INDIANA JONES: THE SEARCH FOR THE LOST GOLDEN AGE | FILM REVIEW
Dir: Clelia Cohan / Antoine Cousat (12A, 53 mins)
Released on the free-to-stream Arte channel, this documentary about everyone’s favourite archaeologist comes on the 40th anniversary of Raiders Of The Lost Ark and just as the fifth Indiana Jones film starts shooting. The French documentary traces the hero from his inception on a beach in Hawaii in 1977, where George Lucas had retreated with friend Steven Spielberg to escape the opening weekend numbers for Star Wars. Scared that his space opera might flop, it instead became a franchise-spawning blockbuster and Lucas turned to his next project.
Spielberg dreamed of making a James Bond movie, Lucas offered him something else: an adventurous archaeologist with a cool hat and whip.
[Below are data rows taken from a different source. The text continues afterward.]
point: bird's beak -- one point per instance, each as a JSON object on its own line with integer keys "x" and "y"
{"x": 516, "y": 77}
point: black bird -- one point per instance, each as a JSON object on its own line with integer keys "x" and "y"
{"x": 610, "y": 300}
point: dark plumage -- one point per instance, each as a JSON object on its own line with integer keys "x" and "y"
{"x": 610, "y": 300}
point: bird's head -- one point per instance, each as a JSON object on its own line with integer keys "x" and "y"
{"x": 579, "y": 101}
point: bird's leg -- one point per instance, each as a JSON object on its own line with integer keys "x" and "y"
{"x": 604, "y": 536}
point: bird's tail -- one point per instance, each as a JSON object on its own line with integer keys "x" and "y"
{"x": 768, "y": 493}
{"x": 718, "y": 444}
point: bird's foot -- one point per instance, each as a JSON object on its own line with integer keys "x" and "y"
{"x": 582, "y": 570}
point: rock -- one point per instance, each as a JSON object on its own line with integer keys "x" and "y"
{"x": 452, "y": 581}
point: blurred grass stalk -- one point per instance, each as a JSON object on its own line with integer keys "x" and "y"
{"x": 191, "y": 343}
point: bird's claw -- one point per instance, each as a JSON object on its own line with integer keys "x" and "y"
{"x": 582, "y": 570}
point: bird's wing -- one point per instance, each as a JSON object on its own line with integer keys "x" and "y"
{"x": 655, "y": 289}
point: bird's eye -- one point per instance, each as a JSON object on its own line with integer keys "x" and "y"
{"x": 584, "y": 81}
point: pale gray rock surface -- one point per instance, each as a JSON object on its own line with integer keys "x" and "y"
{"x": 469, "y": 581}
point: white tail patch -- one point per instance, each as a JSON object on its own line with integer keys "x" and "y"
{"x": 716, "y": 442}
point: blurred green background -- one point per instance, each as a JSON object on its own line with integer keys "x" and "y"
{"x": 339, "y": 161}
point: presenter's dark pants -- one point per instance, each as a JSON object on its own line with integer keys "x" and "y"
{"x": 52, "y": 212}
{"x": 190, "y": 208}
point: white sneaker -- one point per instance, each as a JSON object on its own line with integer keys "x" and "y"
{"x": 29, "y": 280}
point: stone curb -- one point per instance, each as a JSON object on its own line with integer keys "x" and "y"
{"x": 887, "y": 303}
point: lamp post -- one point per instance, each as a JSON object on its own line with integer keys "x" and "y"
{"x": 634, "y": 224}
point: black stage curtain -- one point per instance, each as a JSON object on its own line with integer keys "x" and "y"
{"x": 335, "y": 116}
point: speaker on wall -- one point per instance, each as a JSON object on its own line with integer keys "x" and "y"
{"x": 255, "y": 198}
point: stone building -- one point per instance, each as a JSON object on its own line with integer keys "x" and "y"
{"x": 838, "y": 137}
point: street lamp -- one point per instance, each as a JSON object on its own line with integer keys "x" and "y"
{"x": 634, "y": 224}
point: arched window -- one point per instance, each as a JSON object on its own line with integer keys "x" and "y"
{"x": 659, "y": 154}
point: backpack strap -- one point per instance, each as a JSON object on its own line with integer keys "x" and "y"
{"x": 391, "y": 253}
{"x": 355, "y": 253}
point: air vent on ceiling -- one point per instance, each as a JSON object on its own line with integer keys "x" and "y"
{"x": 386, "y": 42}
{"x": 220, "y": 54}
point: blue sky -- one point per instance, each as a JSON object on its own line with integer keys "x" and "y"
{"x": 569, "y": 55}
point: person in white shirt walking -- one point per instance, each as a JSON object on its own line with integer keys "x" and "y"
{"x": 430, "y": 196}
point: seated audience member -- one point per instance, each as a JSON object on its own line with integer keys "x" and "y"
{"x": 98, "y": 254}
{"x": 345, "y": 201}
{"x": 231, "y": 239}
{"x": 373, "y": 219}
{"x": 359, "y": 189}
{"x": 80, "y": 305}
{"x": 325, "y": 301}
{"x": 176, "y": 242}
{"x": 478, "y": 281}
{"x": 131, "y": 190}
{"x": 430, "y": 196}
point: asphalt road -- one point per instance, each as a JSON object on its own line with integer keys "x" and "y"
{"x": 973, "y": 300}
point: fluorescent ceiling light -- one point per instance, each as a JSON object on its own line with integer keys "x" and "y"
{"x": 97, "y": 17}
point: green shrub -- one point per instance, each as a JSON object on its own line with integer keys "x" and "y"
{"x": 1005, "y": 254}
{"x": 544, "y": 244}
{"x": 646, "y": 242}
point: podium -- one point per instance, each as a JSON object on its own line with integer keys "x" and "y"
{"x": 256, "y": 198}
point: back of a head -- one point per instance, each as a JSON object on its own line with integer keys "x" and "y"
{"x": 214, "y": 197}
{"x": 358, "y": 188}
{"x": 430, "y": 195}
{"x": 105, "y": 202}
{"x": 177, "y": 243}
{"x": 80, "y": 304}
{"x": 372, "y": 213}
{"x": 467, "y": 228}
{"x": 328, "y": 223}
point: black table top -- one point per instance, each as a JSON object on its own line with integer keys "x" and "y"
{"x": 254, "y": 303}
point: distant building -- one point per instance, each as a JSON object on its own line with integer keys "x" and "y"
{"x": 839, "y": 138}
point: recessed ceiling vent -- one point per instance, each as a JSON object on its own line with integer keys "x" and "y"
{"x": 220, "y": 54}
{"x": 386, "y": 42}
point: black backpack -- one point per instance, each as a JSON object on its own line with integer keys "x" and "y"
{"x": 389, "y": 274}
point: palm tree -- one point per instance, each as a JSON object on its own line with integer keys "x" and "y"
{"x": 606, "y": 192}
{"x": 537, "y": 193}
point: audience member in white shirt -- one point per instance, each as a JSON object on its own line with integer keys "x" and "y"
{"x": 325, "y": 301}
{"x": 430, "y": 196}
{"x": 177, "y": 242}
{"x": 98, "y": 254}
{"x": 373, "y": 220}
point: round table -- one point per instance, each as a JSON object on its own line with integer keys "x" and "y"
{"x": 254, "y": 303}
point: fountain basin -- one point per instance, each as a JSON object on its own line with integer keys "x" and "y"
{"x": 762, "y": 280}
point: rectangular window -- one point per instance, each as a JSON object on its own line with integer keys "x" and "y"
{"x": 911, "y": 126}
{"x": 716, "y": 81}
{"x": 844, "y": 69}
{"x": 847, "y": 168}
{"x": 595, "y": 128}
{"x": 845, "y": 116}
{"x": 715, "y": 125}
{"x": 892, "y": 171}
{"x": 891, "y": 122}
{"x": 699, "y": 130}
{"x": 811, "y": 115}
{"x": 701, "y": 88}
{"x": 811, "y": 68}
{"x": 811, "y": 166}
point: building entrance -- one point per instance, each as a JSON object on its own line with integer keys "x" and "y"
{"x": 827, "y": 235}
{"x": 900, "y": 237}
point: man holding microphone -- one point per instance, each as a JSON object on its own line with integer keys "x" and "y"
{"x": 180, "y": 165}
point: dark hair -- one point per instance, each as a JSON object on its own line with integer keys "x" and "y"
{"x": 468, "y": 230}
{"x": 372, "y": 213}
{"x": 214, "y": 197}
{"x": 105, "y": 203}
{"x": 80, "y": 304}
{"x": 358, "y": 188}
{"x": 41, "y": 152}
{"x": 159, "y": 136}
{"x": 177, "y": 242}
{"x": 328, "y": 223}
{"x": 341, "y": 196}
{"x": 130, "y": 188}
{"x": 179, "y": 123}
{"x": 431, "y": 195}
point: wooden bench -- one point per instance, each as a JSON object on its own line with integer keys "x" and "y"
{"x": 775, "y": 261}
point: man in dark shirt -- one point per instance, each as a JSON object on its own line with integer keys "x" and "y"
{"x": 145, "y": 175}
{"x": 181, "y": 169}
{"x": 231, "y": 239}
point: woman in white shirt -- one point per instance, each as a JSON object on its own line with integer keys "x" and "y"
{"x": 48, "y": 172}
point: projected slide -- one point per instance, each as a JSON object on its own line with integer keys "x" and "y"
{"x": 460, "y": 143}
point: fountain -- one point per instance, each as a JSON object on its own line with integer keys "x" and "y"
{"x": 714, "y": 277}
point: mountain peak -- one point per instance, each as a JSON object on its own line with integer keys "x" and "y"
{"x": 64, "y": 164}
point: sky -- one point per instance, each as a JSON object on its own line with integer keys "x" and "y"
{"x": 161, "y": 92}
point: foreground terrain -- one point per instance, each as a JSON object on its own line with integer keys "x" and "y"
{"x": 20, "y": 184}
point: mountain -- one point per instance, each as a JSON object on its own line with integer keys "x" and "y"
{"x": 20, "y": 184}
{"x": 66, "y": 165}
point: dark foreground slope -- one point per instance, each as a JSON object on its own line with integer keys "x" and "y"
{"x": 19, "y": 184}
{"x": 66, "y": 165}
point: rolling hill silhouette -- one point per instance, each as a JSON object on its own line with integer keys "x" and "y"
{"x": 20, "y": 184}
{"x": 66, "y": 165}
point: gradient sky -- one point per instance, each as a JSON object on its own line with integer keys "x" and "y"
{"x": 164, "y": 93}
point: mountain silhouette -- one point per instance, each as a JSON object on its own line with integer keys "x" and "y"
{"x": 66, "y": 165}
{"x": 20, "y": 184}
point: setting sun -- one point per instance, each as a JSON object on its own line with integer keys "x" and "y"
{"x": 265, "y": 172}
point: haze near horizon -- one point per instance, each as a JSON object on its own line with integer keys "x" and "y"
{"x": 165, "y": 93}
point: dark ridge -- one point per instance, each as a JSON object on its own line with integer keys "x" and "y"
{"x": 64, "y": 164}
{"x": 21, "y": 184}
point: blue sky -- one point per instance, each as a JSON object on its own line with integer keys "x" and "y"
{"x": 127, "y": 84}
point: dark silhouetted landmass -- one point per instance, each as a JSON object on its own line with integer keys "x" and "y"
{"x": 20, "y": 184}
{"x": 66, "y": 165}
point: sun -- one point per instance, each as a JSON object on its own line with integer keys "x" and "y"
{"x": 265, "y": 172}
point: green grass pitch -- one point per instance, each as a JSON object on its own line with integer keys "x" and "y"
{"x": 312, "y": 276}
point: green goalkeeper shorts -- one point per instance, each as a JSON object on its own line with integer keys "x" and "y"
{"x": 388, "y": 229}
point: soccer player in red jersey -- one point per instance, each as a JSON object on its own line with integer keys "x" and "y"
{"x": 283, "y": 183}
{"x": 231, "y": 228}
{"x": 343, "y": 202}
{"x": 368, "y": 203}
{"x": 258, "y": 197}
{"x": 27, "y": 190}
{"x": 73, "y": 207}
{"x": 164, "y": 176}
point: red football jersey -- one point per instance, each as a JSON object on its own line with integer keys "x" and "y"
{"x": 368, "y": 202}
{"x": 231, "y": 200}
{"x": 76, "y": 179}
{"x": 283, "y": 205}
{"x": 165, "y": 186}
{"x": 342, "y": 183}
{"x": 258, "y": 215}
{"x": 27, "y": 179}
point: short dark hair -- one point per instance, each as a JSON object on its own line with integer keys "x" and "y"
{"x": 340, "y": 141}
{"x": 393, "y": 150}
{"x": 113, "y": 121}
Spielberg had launched the blockbuster wave with the success of Jaws, and the thought of the pair creating something together should surely have been a no-brainer for studios. Initially not: the documentary shows that Spielberg had always run over on shoots, costing studios money. Fine when you have huge successes like Jaws and Close Encounters, less so with, for example, failed war comedy 1941.
To get the cash to make the film, Spielberg had to bring Raiders… in on time and under budget, which he did with 12 shooting days to spare. The doc has some great on-set footage for Indiana Jones nerds such as this reviewer, whilst also casting a very cineaste French take on the nature of these films. Lucas and Spielberg had been informed by the 1930s and 40s adventure serials of their youth, shots from which are lovingly retooled and recrafted by the gifted film makers with the sole aim to entertain.
The documentary argues that Indiana Jones rebirthed the adventure film genre, brought back old-fashioned entertainment and proved that audiences will always crave excitement and cliffhangers. Affectionate but a little slim, this is nevertheless worth checking out for fans of Harrison Ford’s whip-cracking, fedora-wearing adventurer.